John Lowry III is a private sector executive, military veteran, and former Assistant Secretary at the U.S. Department of Labor where he led the Veterans' Employment and Training Service (VETS). The United States Senate confirmed his appointment to lead VETS with unanimous consent. He served in that role from January 2020 until January 2021.

==Early life and education==
Lowry spent his youth in Connecticut attending public schools in New Canaan. He finished his high school years at Choate Rosemary Hall in Wallingford. He earned a bachelor's degree from Princeton University, and master's degrees from Stanford University, Harvard University, and the U.S. Army War College. He also held an International Affairs Fellowship at the Council on Foreign Relations.

==Career==
Upon receiving his undergraduate degree Lowry was commissioned as a second lieutenant in the United States Marine Corps. He served 15 years of active duty and then an additional 10 years in the Marine Corps Reserve. He led a Force Recon Platoon during the First Gulf War, and later deployed to Djibouti in support of the global war on terrorism. Lowry retired from the Marine Corps Reserve in 2009 with the rank of colonel.

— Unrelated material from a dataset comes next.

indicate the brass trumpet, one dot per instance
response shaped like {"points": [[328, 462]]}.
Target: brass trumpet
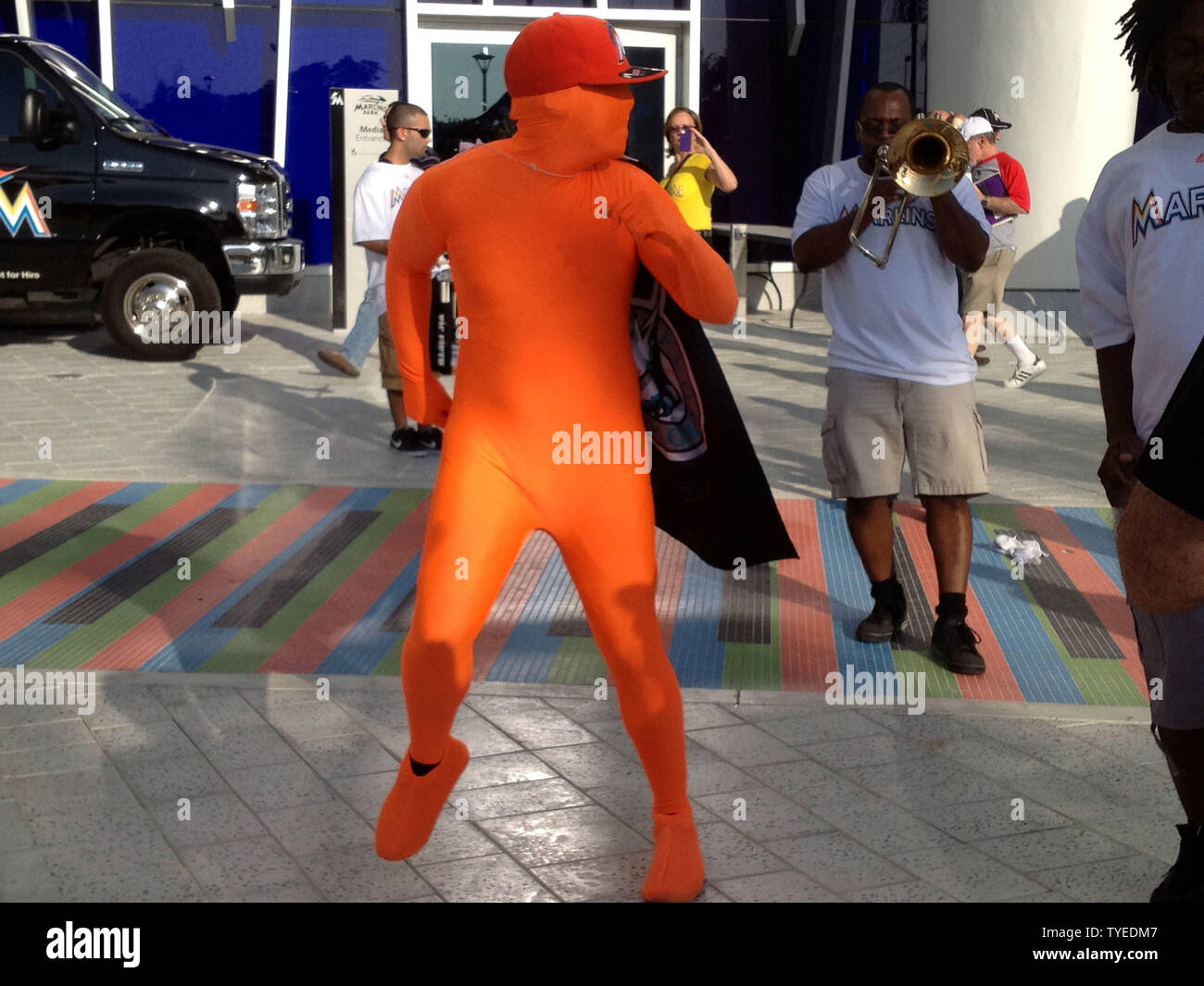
{"points": [[926, 157]]}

After leaving active duty and receiving his MBA, Lowry joined Harley-Davidson. He served in a number of leadership roles including General Manager of Harley's Vehicle Operations in Kansas City, MO and their Powertrain Operations in Menomonee Falls, WI. He was also a member of Harley-Davidson's Senior Leadership Group. Lowry left Harley-Davidson to become the Chief Operating Officer of Allied Recreation Group, a private-equity owned recreational vehicle manufacturing company. Allied Recreation Group was subsequently rebranded as part of the REV Group and taken public. Before joining the Department of Labor, Lowry led the U.S. Supply Chain and Operations practice for the international leadership advisory and search firm Egon Zehnder. He rejoined Egon Zehnder upon leaving his government position.